Forschung

Funktionsfähige Blutgefäße mit 3D-Drucker geschaffen

Amerikanischen Wissenschaftlern ist es gelungen, mit dem 3D-Drucker künstliche Blutgefäße zu entwickeln. Nach dem Druck verbinden sich die Blutgefäße und versorgen die dazwischen befindlichen Zellen.

Nach dem Druck verbinden sich die einzelnen Blutbahnen. (Foto: Lawrence Livermore National Lab)

Nach dem Druck verbinden sich die einzelnen Blutbahnen. (Foto: Lawrence Livermore National Lab)

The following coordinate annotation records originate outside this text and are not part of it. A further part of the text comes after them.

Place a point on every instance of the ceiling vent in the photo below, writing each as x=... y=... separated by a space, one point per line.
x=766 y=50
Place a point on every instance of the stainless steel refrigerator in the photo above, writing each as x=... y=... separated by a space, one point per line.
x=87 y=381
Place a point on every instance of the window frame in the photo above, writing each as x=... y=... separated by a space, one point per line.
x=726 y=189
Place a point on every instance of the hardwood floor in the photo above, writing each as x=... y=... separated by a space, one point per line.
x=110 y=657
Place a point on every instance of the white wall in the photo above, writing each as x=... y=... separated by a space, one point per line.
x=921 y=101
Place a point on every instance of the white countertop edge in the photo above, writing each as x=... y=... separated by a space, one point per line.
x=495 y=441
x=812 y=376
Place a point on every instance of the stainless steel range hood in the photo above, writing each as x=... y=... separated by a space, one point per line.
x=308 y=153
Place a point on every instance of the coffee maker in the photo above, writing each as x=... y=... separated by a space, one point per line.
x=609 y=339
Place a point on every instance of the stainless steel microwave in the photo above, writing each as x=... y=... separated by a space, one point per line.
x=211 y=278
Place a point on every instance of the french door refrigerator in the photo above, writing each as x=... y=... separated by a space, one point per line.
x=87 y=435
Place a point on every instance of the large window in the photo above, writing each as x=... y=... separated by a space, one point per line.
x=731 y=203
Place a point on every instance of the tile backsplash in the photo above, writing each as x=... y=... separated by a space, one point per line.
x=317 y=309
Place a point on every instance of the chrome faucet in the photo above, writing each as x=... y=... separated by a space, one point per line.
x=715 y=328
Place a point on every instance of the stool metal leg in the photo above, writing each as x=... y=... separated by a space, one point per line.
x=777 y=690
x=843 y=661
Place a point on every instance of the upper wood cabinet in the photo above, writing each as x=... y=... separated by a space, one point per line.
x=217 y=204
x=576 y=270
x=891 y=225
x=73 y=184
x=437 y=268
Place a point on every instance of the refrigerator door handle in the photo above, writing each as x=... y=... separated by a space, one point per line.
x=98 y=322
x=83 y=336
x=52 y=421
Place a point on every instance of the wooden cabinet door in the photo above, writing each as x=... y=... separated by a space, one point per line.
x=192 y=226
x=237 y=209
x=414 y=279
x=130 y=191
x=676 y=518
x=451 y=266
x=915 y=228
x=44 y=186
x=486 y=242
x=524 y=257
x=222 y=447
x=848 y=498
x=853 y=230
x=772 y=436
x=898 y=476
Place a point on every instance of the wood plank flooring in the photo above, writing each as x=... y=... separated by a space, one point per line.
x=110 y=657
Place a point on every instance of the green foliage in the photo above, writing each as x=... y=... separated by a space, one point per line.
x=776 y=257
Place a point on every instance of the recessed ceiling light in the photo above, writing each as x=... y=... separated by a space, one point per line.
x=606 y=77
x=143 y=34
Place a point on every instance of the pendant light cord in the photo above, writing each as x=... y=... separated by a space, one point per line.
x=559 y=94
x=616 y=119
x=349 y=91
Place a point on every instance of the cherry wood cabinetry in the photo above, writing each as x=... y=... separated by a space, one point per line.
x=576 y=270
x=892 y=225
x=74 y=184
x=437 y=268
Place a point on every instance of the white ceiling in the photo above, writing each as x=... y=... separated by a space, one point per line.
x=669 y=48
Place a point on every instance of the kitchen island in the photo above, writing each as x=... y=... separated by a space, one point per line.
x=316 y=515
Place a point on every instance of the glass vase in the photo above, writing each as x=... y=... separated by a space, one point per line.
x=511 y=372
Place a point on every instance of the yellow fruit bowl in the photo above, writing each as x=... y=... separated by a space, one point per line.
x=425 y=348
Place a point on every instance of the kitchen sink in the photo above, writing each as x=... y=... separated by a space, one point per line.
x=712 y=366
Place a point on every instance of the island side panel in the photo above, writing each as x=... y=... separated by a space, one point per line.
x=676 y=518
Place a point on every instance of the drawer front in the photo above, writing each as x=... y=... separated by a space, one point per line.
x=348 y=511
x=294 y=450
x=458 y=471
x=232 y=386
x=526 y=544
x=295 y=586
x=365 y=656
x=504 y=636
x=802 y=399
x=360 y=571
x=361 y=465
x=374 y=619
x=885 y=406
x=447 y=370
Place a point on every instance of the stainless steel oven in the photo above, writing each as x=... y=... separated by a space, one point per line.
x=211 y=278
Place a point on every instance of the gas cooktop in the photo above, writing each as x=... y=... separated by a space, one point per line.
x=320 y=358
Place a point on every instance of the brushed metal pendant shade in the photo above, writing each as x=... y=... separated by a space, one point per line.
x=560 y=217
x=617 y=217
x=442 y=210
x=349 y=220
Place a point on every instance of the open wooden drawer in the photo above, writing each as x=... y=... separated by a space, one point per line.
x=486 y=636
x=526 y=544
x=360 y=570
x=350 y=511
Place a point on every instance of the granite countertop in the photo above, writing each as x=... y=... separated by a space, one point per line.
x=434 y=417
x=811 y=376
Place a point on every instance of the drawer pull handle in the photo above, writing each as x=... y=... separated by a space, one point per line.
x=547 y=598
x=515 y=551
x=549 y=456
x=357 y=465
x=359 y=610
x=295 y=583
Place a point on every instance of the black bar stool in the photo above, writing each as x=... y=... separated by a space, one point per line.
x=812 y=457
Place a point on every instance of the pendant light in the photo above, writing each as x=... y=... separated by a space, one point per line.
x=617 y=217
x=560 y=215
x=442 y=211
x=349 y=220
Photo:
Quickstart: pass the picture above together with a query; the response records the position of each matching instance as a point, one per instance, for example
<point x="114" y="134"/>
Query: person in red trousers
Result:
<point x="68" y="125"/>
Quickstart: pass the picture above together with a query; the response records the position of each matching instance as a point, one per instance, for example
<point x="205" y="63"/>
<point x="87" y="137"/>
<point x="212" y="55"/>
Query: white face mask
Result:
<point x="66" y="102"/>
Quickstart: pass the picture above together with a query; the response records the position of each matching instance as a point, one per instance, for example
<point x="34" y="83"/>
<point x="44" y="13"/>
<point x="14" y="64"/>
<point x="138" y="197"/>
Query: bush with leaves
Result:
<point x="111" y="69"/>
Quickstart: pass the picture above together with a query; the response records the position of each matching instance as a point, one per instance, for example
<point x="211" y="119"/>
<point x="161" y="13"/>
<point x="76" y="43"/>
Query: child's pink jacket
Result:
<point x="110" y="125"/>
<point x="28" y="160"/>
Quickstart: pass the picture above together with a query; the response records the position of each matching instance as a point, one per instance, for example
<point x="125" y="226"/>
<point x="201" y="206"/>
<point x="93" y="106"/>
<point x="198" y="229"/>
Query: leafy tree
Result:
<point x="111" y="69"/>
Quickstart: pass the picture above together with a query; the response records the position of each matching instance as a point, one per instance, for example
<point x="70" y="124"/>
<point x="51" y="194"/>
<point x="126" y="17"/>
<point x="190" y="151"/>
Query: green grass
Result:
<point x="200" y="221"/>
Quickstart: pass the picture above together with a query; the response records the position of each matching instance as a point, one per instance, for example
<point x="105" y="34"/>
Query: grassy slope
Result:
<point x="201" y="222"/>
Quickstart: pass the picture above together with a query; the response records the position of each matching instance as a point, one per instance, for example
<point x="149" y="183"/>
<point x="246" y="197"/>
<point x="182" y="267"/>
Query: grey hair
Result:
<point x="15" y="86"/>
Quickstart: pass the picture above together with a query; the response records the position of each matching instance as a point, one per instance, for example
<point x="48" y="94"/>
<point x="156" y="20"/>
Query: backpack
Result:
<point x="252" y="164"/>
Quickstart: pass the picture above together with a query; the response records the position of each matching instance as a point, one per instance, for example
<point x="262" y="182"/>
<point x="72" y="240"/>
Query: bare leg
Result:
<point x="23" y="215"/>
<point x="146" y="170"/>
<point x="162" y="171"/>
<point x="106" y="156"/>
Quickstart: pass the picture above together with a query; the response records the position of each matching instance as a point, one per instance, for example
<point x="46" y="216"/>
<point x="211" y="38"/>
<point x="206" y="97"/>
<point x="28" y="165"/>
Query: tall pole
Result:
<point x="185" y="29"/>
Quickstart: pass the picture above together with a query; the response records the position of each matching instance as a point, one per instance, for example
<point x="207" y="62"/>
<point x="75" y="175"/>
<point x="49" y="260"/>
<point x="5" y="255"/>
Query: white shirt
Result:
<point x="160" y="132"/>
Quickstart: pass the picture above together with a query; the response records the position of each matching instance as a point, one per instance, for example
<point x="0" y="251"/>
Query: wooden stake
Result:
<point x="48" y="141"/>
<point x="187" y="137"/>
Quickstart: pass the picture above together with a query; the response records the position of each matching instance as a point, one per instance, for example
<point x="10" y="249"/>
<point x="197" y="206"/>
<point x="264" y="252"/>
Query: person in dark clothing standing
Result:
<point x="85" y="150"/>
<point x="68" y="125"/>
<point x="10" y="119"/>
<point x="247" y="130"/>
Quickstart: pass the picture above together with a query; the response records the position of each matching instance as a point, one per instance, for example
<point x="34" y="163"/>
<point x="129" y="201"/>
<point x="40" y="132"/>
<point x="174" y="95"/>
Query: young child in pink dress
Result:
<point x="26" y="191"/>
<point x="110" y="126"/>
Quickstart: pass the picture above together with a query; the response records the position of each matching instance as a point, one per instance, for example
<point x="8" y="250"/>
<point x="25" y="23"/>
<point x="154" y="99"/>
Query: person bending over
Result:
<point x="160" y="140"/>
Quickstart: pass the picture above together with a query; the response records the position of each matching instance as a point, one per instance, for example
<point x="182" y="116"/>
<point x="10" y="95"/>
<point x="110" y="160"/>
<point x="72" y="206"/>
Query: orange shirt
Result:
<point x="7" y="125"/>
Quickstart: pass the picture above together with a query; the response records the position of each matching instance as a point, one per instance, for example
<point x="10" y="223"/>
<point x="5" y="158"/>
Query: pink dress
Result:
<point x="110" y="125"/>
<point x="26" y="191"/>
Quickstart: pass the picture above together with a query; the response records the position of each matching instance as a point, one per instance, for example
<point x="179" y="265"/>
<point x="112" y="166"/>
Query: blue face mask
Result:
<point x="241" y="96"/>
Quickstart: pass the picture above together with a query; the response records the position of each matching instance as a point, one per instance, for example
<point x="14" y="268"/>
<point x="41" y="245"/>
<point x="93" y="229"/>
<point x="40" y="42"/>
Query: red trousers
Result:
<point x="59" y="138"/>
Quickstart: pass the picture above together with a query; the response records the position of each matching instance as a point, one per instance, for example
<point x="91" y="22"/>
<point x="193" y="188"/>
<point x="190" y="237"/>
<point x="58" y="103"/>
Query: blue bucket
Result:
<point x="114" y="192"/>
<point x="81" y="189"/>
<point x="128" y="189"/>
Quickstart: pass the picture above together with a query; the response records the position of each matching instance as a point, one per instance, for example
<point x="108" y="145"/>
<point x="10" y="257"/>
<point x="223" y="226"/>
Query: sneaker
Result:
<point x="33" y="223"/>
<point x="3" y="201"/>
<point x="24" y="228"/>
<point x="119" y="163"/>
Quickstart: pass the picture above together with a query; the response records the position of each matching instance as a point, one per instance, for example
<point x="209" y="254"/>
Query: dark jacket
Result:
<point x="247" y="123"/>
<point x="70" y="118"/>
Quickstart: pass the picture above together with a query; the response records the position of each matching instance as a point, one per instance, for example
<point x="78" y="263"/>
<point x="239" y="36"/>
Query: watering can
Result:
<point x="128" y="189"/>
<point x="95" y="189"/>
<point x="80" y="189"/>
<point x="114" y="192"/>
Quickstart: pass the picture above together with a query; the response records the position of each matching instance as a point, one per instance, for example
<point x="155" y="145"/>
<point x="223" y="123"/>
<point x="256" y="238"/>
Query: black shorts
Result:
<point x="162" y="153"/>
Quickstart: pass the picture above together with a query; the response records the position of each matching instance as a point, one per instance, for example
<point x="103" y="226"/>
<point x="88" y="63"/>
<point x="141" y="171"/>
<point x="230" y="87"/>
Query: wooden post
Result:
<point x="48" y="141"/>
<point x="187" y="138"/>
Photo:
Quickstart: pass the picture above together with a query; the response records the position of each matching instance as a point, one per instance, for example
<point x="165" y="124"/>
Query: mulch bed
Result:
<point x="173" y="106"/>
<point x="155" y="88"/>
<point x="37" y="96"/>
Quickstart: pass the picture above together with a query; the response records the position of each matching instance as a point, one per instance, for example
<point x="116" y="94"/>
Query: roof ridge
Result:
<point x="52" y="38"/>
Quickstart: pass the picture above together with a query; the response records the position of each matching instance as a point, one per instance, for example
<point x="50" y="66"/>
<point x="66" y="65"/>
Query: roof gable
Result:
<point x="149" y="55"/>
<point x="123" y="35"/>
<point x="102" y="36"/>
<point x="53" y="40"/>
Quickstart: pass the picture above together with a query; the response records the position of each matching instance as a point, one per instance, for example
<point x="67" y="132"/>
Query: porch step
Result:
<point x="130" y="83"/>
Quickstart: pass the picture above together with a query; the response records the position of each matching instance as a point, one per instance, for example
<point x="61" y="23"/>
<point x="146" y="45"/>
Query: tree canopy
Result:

Nieren, Haut und nun auch Blutgefäße – die 3D-Drucktechnologie ist längst in der Medizin angekommen. Wissenschaftler weltweit nutzen die Technologie, um mit ihren Forschungen voranzukommen. Die Anwendungsgebiete werden immer größer. Forschern des amerikanischen Lawrence Livermore National Labs ist es nun gelungen, funktionsfähige Blutgefäße herzustellen.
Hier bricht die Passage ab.